The superintendent chuckled.

“How is that?” he said. “No pie? There was one; I put it there myself, at every plate. Why, what is that?” And he patted each of the little rascals in the region of the bread-basket, where something stuck out in a lump inside the shirt.

“Me pie,” was the unabashed reply. “I was afeard it ’u’d get stole on me.” There was just the ghost of a wink.

“Well,” laughed the superintendent, “we’ll forget it. It is Christmas. Go ahead, boys, with your dinner.” And they fell to.

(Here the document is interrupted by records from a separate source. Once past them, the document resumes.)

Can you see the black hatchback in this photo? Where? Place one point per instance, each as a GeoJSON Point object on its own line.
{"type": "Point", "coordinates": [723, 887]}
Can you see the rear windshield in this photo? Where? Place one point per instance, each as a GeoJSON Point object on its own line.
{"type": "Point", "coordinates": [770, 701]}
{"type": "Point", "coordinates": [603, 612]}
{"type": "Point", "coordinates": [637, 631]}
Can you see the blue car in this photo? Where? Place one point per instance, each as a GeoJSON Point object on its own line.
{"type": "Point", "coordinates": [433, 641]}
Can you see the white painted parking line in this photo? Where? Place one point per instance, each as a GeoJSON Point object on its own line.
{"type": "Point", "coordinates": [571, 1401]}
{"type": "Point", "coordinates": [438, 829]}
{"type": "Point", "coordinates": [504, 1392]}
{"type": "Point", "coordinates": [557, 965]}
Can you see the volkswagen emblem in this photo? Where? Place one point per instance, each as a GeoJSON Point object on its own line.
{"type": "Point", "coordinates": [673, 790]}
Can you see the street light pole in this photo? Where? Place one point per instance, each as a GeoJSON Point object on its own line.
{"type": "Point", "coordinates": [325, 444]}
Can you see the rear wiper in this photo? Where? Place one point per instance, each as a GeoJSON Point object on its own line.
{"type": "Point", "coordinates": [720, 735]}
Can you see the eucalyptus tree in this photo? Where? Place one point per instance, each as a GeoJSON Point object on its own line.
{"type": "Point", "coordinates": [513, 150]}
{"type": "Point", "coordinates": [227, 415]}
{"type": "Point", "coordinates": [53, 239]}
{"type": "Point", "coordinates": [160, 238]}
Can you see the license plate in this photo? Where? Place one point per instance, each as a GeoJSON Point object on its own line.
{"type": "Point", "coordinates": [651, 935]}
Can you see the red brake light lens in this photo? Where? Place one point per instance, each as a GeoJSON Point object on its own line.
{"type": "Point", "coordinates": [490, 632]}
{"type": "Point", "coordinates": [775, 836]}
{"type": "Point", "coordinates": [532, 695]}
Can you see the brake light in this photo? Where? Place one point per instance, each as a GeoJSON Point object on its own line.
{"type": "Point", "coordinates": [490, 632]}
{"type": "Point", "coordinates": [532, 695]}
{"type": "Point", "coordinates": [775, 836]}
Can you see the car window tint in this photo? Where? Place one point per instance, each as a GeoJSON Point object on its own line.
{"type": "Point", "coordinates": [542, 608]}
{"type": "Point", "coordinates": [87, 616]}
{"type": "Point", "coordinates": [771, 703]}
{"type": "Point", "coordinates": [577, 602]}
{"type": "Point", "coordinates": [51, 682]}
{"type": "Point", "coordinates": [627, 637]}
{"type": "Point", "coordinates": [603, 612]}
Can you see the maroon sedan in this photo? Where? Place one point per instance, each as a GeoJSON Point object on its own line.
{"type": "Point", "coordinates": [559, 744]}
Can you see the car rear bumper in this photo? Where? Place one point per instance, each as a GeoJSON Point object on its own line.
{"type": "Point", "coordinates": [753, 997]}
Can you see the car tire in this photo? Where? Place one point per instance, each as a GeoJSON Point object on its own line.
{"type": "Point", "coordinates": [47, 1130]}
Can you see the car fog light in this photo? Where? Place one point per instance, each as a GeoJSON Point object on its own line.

It was great. Talk about the charge of the Six Hundred. These were seven hundred, and they used their knives, their forks, and their tongues all at once and for all they were worth. The noise was deafening. You could not have heard yourself think. One alone among them all did no shouting. He devoured his dinner like a famished little wolf, and all the while he never took his ferret eyes from my face. It was in the days when New York had a militant police commissioner, who set the town by the ears every other day with his unheard-of ways of enforcing dead-letter laws, and rattled its dry bones. All of a sudden the boy snatched his fist from his mouth and pointed it straight at me.

“I know you,” he piped in a shrill treble that cut through the Babel of tongues like a knife. “I seen yer picter in de papers. Ye ’r’—ye ’r’—Teddy Roosevelt!”

Instantly there was the silence of the tomb in the big hall. Where just before one would not have known that a dray went over the pavement outside, one could all at once have heard a pin drop. Looking down the table where the miscreants sat who had tried to get a double allowance of pie, I saw something stirring, and the stolen pies appeared and were swiftly and silently deposited on the table. The dreaded name had brought them back even on a false alarm.

That was seventeen years ago. Chance carried me past the Newsboys’ Lodging-House the other day at the dinner-hour, and I went in to have a look at things. There were no newsboys there. The little shavers with their gimlet wits were gone. The boys who sat about the tables did not hail from Newspaper Row. They were older, and evidently earning their bread in shop and factory.